In my library, there are around 3000 books. I’ve not read them all, but I’ve read a lot; and, I’m always in the process of reading more. And slowly, a kind of pattern of something like organisation has spread over my bookshelves – like an anti-virus, or the growing hope that much is worth learning because living, reading, and writing are like one thing to me.

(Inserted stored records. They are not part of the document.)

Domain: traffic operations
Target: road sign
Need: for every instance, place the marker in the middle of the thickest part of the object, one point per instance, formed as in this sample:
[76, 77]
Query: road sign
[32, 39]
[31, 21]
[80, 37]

There are still areas of chaos in my bookshelves – places where Freud sits beside comic writer James Thurber; or, where The Tale of Flopsy Bunny (embarrassed, non-viral cough) is beside Trotsky’s History of the Russian Revolution (a 3 volume ex Dundee library set from 1932). There’s no organisation on those shelves. They’re a remnant of the days when all my books were lumped together, in one self-isolating jumble sale.

Then, bits of my life made me want to understand enough about a subject that I could speak publicly about it, or write an article, a report, or a book. So, organised shelves began to appear amongst the jumble. Sitting together were – books about socialism, trade unionism and civil rights; books about poverty, welfare, education and health; books about spies; and sections on subjects as vital to me as air and sunshine: books on nature, Scotland, poetry, and collections of the works of individual writers – from John le Carre to Virginia Woolf.

Reading and writing have become part of me – a way of embracing the value of life despite its’ precariousness. A way to remind myself and perhaps others too – that it’s not the number of days that we have left which matters, but what we do in those days. What we make in this world, from a story to a society; from a doodle to great Art. We are always making the future – so, part of us will always be here.